Gingrich aide steps down after calling Mormonism a ‘cult’

Less than a week after he was hired, Newt Gingrich's political director in Iowa was forced out of the campaign Tuesday after it was reported he called Mormonism a "cult" in a political focus group last week.

Craig Bergman, a longtime political activist in the state who joined the Gingrich campaign late last week, said in a focus group conducted by the Iowa Republican Party and McClatchy Newspapers that Mitt Romney's religion would cost the candidate votes among evangelical voters.

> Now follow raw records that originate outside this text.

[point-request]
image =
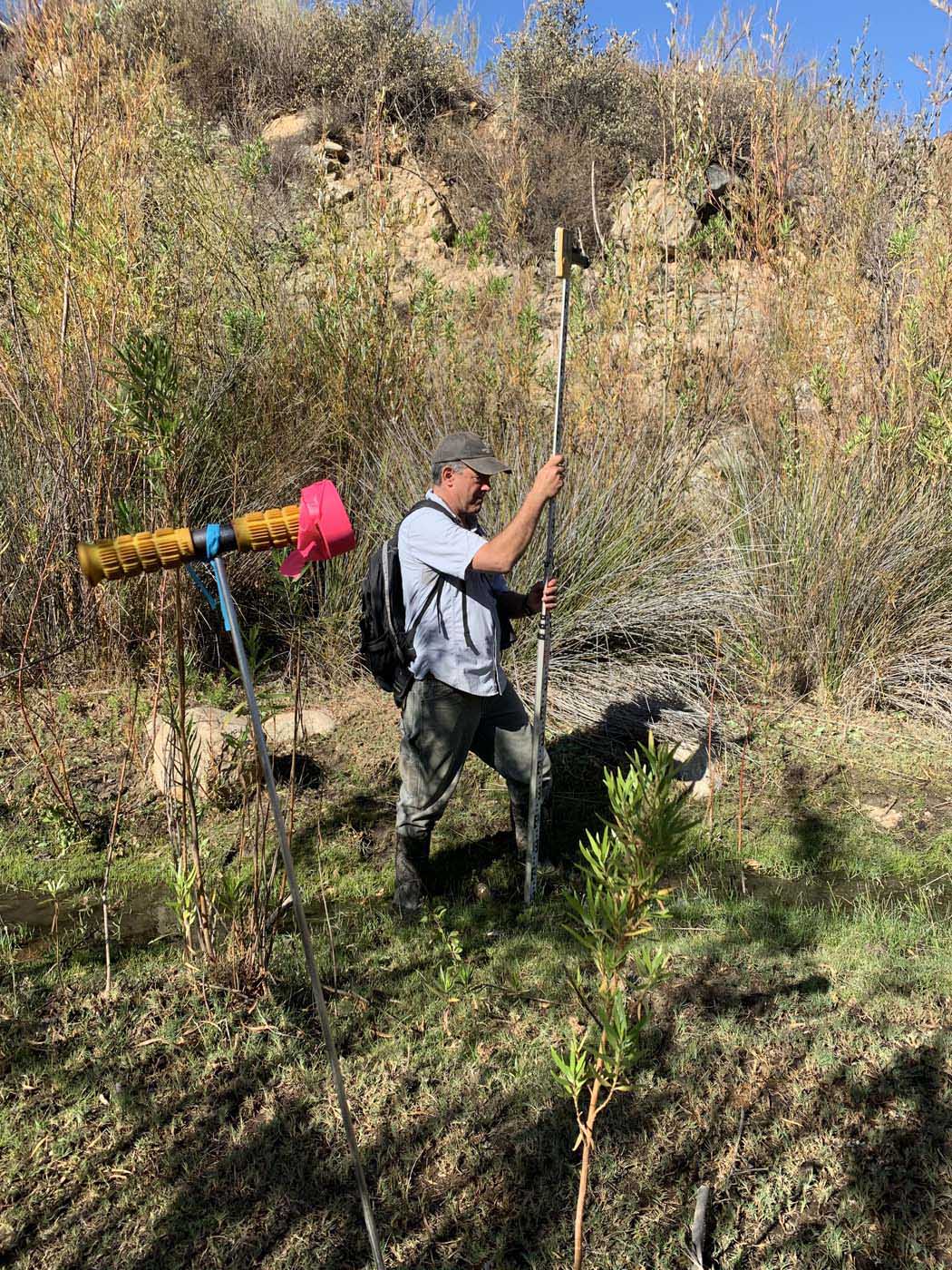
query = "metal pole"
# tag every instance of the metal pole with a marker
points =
(300, 916)
(543, 639)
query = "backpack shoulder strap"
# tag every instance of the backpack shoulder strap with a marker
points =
(429, 504)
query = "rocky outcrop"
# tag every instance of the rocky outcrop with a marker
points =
(281, 733)
(301, 129)
(656, 212)
(221, 749)
(653, 211)
(218, 749)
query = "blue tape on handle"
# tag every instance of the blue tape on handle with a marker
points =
(212, 546)
(209, 599)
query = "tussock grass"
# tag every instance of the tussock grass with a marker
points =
(802, 333)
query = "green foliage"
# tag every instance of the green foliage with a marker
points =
(612, 920)
(622, 870)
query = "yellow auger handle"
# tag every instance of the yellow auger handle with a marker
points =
(131, 554)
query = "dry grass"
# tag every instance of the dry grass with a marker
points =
(792, 361)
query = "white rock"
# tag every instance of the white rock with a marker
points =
(279, 729)
(295, 130)
(695, 770)
(882, 816)
(653, 211)
(219, 752)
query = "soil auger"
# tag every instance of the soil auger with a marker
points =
(317, 529)
(568, 251)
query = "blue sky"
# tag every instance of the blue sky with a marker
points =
(898, 28)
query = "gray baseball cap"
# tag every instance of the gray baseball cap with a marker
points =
(466, 447)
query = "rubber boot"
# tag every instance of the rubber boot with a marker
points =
(412, 855)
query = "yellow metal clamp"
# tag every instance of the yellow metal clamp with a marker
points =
(132, 554)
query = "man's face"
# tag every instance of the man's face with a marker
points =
(469, 488)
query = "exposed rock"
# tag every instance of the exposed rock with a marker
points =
(302, 129)
(720, 181)
(279, 729)
(326, 156)
(422, 200)
(219, 755)
(653, 211)
(884, 816)
(695, 768)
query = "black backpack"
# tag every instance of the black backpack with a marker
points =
(386, 645)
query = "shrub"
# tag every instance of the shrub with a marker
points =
(852, 596)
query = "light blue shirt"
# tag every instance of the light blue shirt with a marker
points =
(429, 545)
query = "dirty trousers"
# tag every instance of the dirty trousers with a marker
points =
(441, 727)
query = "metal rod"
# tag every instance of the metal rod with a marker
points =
(300, 916)
(543, 640)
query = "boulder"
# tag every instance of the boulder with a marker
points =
(720, 181)
(327, 156)
(302, 129)
(421, 200)
(279, 729)
(654, 212)
(219, 752)
(695, 770)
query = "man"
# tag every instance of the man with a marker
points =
(460, 698)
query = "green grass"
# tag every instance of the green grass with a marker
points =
(799, 1060)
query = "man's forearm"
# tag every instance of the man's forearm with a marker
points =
(504, 552)
(513, 605)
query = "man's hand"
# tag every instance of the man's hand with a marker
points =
(549, 479)
(542, 594)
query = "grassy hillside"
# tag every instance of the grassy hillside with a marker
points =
(245, 247)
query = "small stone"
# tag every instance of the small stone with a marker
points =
(882, 816)
(279, 729)
(695, 768)
(301, 129)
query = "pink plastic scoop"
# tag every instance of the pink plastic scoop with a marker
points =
(324, 529)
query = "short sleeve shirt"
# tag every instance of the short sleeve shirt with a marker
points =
(459, 637)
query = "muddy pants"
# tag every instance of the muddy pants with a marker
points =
(441, 727)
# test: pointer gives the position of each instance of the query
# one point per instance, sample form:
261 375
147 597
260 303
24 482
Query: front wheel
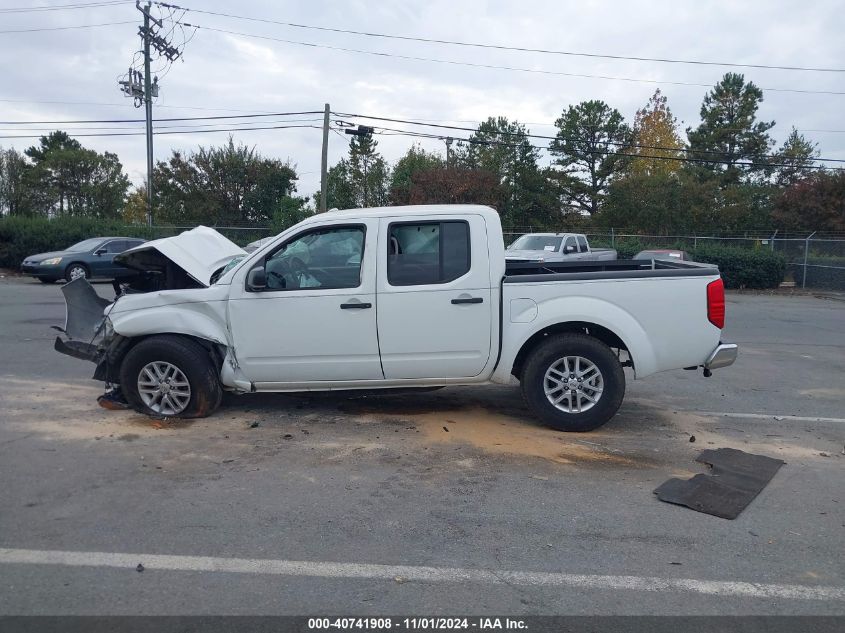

"A lot of the evangelicals believe God would give us four more years of Obama just for the opportunity to expose the cult of Mormon," Bergman said. "There's a thousand pastors ready to do that."

The focus group was conducted last Wednesday—apparently before Bergman, who backed Ron Paul in 2008, went to work for Gingrich.

On Tuesday night, Gingrich spokesman R.C. Hammond said in a statement to reporters that Bergman had "agreed to step away from his role" in the Gingrich campaign.

"He made a comment to a focus group prior to becoming an employee that is inconsistent with Newt 2012's pledge to run a positive and solutions orientated campaign," Hammond said.

The move comes just a day after Gingrich sent a letter to staff and supporters urging them not to go negative against his opponents in the Republican presidential primary.

But the drama hints at continued underlying concerns among evangelical voters about Romney's religion—worries the candidate tried to combat four years ago during his first bid for the GOP nomination.

In October, the issue surfaced in a major way, when Texas pastor Robert Jeffress, who is backing Rick Perry for the nomination, suggested Romney "is part of a cult." The former Massachusetts governor slammed the pastor's comments and called on Perry to apologize and repudiate his supporter's remarks.

Romney previously signaled he was not interested in speaking out more aggressively about his religion. During a visit to Iowa in October, he told a voter he would not give a speech to clear up "misinformation" about Mormonism, insisting there shouldn't be a "religious test" for candidates seeking the presidency.

But Romney has tweaked that strategy in recent days. At last Saturday's Republican primary debate sponsored by ABC News and Yahoo!, the candidate spoke about his time as a Mormon missionary overseas—a subject he has rarely addressed publicly during his years of campaigning for the presidency—and how it helped him to empathize with people who were less fortunate than him.

"I was able to serve my church overseas, and to meet people there that had very difficult circumstances in their life," Romney said. "I also spent time in this country, serving as a pastor in my church, and again, having the occasion to work with people that were really struggling."

And as the New York Times' Ashley Parker reports today, Romney brought up the subject again on the campaign trail this week—as part of a larger effort to humanize his candidacy. But it's unclear if Romney will be successful in changing the minds of voters who are already skeptical of his religion and his candidacy.

A recent Pew Research Poll found that less than half of likely GOP primary voters could correctly identify Romney's religion, but among those who could, Romney's unfavorable rating was 36 percent. By comparison, among voters who believe Mormonism is a Christian faith, his unfavorable rating was just 25 percent. His biggest stumbling block is with evangelical voters, 15 percent of whom said they couldn't support his bid for the presidency because of his religion.

That's potentially bad news for Romney in Iowa and in South Carolina, two early voting states where values voters have great sway in the GOP contest. But Romney aides, while acknowledging their boss's problem with evangelicals, have long hoped his religion would take a back seat to other issues, like the economy.

"For some people, it's a real problem," a top Romney booster in South Carolina, who declined to be named discussing campaign strategy, bluntly acknowledged in an interview with Yahoo News. "But people are struggling, and our hope is that most voters will see Mitt Romney as the man who can get the country back on track and send Barack Obama back to Chicago. That's really the most important issue in this campaign, not a litmus test over religion."